The admiration for Preslav and its ruler has found best expression in the "Shestodnev" by the mediaeval educator loan Exarch (10th c.): "When a stranger or a poor foreigner comes to the towers of the king's palace and sees it, he is dumbfounded. Stepping up to the gates he is spellbound and entering the town, seeing the buildings on both sides, decorated with stone and wood, he is deprived of words.

And when he enters the palace and sees the magnificent constructions and the churches richly decorated with stone, wood and various colours on the outside and on the inside - with copper, silver and gold, he cannot compare them to anything because he has seen nothing but straw huts. The poor man is left stupefied and without words.

If he happens to see the king, sitting in his mantle covered with pearls, with a gold chain round his neck, bracelets on his hands, wearing a velvet sash and the sword hanging by his thigh, boyars with gold necklaces, bracelets and sashes, sitting on both sides, when he goes back to his homeland and when asked: "What did you see there?", he would answer: "I don't know what to say. You can enjoy that beauty and order only with your own eyes".

Great Preslav and the whole area turned into a centre of a new culture, based on the Slavic language, which was established as an official language and language of service. The books written by the disciples of Cyril and Methodius and their students in Bulgaria set the foundations of Old Bulgarian literature. Simeon himself took part in this spiritual enterprise not only as an inspirer but also as a competent writer. The cultural achievements of the "Golden Age" of King Simeon the Great completely transformed Bulgaria from a "barbaric" state into a Christian kingdom.
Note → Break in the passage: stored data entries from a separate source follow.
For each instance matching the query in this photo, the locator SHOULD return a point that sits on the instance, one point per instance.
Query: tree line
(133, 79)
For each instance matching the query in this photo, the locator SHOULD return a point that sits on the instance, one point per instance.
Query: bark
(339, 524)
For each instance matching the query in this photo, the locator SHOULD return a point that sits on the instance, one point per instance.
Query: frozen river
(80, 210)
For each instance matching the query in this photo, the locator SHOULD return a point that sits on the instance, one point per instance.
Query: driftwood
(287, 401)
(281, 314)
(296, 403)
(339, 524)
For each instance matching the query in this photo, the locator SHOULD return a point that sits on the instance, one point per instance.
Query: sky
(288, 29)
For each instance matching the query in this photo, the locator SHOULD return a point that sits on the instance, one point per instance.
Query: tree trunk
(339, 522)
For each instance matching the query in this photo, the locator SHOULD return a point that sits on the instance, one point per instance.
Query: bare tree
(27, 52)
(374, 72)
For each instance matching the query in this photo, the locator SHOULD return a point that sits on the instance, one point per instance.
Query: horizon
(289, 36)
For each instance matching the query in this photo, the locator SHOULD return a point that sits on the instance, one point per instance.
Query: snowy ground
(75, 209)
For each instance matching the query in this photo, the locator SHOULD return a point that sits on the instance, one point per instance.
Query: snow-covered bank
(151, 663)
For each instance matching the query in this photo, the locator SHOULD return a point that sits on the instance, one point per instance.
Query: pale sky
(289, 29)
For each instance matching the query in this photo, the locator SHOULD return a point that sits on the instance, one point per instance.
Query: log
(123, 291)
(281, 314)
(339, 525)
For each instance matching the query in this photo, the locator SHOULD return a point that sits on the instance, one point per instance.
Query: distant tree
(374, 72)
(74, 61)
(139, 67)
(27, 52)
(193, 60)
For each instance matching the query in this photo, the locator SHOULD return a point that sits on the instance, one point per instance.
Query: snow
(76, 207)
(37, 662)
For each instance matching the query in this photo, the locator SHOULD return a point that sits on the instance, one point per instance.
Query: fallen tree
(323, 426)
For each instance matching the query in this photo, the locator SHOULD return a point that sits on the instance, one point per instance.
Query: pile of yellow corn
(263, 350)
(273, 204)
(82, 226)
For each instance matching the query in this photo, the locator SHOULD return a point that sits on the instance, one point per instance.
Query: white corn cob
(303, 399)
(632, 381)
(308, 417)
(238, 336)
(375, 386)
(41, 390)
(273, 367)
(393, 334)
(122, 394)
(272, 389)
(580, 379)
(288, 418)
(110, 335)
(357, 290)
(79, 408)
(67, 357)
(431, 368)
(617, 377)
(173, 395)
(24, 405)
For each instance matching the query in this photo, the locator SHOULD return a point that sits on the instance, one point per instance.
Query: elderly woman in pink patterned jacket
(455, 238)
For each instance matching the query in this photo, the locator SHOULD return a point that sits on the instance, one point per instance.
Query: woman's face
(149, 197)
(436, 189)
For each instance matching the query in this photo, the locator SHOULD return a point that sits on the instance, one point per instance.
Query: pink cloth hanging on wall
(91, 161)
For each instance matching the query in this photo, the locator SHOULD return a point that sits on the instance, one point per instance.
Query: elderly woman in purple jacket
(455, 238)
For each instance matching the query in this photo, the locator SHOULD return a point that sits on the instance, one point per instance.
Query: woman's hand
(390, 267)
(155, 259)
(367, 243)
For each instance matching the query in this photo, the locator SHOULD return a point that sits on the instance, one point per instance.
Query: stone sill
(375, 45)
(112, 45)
The successor of King Simeon the Great, King Peter (927 - 969) started a new policy towards Byzantium. In 927 he concluded a peace treaty with the Empire, fastened together by marriage with the granddaughter of Emperor Roman I Lakapin - Maria. His title of king was recognized and the Bulgarian Church became a Patriarchy. Byzantium was to pay him yearly tax and for 40 years peace settled between the two countries. Under King Peter Bulgaria waged wars with the Hungarians and lost part of its territories beyond the Danube. In 968 - 969, incited by the Byzantine Emperor Nikoforas II Foca (963 - 969), the Prince of Kiev Svetoslav I (945 - 972) led his army in a march south of the Danube. Various heretic teachings like the Bogomil movement and hermits spread in the country.